Kooperation mit Renault und Nissan
GM probt bei Transportern den Ernstfall

Bei den Opel-Transportern Vivaro und Movano steht der Modellwechsel an. Das Ereignis dürfte beim Mutterkonzern General Motors für besondere Aufmerksamkeit sorgen. Denn bei den Lieferwagen besteht seit Jahren eine Kooperation mit Renault und Nissan; bei Pkw wird sie gerade angebahnt. Da können sich die US-Konzernlenker einiges von ihren deutschen Kollegen abschauen.

GRAVENBRUCH. Bereits seit 1996 kooperieren GM und Renault bei der Entwicklung und beim Bau von leichten Nutzfahrzeugen in Europa und dehnten die Zusammenarbeit ab 2002 auf Nissan aus. „Ich bin sicher, dass GM in den nächsten Wochen auch unsere Erfahrungen heranziehen wird“, sagte der Nutzfahrzeugchef und oberste Produktplaner von GM in Europa, Jamal El Hout, dem Handelsblatt in Gravenbruch bei Frankfurt.

Die Neuauflagen des Kompakt-Vans Opel Vivaro sowie des Transporters Opel Movano, die im September auf den Markt rollen, sind damit mehr als nur einfach anstehende Modellwechsel für den Hersteller. Die neuen Fahrzeuge aus der Kooperation werfen möglicherweise ein Schlaglicht darauf, wie ein globales Bündnis künftig funktionieren könnte. El Hout gibt sich allerdings diplomatisch: „Wir sind sehr zufrieden mit der Kooperation mit Renault-Nissan“, sagte er. Ob dies ein Vorbild für eine weiterführende Allianz der Konzerne sein könnte, hänge aber davon ab, ob und in welcher Form eine Zusammenarbeit am Ende realisiert werde.

Doch für die Expertenteams der Unternehmen, die bis Oktober die Möglichkeiten einer Allianz vertieft prüfen, sind die Erfahrungen im Transportermarkt vor diesem Hintergrund von besonderem Interesse, zeigt doch das Beispiel leichte Nutzfahrzeuge, wie die Hersteller künftig bei Entwicklung und Bau neuer Modelle zusammenarbeiten könnten. Die leichten bis mittelschweren Transporter, die Nissan, Opel und Renault in Europa anbieten, sind weitgehend baugleich.
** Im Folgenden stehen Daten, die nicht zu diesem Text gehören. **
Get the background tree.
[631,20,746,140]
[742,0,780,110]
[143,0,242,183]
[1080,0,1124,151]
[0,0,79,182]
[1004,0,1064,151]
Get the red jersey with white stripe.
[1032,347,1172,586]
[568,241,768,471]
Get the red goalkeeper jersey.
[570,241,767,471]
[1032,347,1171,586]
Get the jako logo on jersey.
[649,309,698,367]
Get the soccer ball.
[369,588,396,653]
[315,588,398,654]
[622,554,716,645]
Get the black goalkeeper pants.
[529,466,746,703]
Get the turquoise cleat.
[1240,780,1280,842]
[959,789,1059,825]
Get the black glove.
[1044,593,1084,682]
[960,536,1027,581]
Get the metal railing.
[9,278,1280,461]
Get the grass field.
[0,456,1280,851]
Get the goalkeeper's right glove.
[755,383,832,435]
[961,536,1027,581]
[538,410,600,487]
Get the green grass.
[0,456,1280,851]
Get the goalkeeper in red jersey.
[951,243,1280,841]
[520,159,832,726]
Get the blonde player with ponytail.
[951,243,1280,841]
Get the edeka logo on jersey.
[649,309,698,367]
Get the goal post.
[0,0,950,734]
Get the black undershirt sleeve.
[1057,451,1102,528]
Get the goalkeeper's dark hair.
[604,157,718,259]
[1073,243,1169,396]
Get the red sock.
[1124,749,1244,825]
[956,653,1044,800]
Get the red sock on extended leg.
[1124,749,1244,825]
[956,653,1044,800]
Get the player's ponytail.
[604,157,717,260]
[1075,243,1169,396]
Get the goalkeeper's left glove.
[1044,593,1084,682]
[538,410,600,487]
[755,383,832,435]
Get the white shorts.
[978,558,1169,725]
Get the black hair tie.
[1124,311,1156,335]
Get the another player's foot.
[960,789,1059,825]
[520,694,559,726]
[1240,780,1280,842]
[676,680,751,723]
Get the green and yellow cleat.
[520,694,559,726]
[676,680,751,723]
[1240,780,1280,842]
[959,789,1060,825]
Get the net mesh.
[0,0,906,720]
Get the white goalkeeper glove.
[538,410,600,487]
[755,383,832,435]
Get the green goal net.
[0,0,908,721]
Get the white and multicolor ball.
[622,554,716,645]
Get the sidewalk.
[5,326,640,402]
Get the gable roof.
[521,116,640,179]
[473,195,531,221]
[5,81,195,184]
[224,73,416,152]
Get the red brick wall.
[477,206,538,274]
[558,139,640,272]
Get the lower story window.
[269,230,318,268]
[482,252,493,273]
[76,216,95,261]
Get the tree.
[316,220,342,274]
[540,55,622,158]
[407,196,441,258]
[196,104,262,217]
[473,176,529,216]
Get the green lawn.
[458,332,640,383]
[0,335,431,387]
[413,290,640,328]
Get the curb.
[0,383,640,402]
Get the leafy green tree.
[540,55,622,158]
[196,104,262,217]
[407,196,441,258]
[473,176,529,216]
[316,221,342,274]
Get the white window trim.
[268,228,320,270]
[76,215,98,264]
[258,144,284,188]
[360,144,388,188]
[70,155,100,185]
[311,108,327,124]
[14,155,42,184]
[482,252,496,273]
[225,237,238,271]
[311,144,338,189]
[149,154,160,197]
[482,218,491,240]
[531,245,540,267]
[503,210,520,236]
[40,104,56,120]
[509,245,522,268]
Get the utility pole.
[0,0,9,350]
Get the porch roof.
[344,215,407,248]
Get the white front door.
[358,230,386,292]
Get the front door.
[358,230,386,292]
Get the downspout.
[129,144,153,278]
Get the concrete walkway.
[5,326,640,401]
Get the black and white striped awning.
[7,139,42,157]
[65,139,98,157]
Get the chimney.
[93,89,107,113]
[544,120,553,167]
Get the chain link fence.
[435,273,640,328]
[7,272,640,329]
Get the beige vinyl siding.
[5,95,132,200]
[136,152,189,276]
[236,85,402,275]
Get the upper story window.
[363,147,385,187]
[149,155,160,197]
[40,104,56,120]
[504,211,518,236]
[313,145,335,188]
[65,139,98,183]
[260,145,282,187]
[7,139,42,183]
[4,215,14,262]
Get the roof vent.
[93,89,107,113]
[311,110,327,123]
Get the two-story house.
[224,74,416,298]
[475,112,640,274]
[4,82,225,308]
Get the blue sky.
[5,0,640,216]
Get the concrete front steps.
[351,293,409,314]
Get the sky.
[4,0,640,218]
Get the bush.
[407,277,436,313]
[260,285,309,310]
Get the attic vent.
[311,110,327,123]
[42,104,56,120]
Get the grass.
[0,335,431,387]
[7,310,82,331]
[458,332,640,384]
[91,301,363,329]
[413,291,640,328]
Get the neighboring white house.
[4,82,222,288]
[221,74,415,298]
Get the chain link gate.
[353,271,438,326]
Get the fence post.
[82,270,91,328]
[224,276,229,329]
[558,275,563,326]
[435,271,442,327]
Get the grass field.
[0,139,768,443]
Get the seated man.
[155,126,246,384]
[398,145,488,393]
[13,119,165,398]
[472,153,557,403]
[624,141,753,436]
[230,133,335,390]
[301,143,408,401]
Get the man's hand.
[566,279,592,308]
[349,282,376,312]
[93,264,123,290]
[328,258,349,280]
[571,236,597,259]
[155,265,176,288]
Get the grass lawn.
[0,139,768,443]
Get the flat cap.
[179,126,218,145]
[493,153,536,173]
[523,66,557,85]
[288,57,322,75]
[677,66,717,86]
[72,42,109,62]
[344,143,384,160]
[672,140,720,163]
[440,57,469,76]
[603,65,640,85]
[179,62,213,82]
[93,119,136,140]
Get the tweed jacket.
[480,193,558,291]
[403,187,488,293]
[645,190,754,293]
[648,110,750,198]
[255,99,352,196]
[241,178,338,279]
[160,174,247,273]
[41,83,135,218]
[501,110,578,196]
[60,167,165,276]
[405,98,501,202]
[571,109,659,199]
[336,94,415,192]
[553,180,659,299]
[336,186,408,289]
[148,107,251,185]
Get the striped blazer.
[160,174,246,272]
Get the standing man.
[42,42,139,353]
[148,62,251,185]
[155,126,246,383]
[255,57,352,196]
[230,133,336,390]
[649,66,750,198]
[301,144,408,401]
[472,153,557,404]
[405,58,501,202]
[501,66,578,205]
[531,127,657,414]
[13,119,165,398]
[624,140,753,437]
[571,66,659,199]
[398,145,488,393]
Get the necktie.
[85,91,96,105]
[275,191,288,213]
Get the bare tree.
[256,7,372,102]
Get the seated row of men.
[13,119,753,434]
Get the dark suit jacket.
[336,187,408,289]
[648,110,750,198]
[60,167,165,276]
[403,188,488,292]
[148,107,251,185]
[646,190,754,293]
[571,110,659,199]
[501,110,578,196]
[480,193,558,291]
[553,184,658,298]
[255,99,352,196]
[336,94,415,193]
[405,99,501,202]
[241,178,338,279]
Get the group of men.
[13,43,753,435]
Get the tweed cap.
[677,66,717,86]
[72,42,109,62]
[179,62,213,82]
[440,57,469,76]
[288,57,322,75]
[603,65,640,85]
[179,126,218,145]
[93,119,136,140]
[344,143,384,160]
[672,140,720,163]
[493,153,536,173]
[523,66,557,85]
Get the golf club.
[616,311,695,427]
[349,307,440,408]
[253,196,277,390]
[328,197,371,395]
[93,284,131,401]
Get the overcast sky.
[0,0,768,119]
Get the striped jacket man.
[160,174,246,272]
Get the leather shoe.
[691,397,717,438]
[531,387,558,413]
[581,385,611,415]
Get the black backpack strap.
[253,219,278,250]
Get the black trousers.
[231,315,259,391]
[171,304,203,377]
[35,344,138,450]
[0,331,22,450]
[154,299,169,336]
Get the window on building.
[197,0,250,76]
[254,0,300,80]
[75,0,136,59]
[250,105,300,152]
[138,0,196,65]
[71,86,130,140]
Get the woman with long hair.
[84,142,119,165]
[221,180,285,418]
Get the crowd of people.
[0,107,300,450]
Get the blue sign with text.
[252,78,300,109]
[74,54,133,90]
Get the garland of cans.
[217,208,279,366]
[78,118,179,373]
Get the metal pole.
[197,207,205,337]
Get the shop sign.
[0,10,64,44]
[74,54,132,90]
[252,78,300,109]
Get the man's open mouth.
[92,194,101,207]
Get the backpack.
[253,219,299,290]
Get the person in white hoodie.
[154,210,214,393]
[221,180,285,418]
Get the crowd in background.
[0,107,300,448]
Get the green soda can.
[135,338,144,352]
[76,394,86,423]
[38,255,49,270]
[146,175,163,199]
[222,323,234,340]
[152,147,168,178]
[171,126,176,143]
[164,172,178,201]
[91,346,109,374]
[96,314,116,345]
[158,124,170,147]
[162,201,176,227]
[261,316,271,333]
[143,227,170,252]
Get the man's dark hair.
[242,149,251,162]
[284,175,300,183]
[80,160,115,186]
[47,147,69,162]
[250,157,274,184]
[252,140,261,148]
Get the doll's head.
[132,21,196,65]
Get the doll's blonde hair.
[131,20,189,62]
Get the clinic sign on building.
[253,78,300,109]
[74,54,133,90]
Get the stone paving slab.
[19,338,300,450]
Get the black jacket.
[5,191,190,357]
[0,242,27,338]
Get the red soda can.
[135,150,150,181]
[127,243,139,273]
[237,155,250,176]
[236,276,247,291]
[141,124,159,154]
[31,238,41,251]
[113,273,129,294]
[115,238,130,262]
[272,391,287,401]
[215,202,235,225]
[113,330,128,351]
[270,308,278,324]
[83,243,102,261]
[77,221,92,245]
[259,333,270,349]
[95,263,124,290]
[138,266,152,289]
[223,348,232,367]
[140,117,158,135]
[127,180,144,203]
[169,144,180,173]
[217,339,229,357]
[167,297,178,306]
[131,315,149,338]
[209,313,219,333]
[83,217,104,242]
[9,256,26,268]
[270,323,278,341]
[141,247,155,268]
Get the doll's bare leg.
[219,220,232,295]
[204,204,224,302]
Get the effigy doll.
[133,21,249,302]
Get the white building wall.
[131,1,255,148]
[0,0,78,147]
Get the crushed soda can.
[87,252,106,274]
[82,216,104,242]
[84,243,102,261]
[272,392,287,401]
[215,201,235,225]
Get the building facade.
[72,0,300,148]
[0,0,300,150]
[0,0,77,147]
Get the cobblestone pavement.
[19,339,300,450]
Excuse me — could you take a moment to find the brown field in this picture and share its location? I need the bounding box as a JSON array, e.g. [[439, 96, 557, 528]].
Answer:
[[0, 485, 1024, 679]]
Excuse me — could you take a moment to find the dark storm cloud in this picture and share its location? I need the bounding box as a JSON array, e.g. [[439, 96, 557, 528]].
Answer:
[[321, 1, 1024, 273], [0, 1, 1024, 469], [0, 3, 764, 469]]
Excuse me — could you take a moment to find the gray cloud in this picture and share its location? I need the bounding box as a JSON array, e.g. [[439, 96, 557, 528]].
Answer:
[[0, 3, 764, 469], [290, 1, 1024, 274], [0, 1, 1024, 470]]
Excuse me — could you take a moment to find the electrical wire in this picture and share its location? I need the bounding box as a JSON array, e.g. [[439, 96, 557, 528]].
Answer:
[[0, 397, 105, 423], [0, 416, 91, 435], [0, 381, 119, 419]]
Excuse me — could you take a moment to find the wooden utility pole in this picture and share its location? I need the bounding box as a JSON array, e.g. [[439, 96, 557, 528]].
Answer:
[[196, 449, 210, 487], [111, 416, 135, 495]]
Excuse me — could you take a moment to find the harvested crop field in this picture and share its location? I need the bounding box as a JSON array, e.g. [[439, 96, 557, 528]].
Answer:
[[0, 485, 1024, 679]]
Die Kooperation minimiert für beide Seiten das finanzielle Risiko erheblich, können sich die Autobauer die Kosten doch teilen und mussten nur jeweils rund 350 Mill. Euro in Design und Fertigungstechnik für die neuen Modelle investieren. Ein Vorteil für beide Hersteller, denn da die Stückzahlen im Kleintransportermarkt im Unterschied zur PKW-Produktion deutlich niedriger liegen, schafft kaum ein Unternehmen allein die Produktionsmengen, um signifikante Kostenvorteile zu erreichen, betonte El Hout. So arbeiten auch Daimler-Chrysler und Volkswagen sowie Fiat und Peugeot-Citroën im Transporterbereich seit Jahren zusammen.

Strenge Arbeitsteilung

Neben einer 50:50-Kostenteilung legten GM, Renault und Nissan bei der Kooperation auch klare Verantwortlichkeiten fest: So lieferte Renault das Design, Entwicklung und Motoren, während GM 1999 mit der Fertigung in seinem britischen Werk Luton startete. Seit 2002 werden die Fahrzeuge auch in einem Nissan-Werk im spanischen Barcelona gebaut. Fachleute sprechen dabei von „Badge Engineering“, da der Opel Vivaro bis auf winzige optische Details weitgehend identisch mit dem Renault Trafic ist.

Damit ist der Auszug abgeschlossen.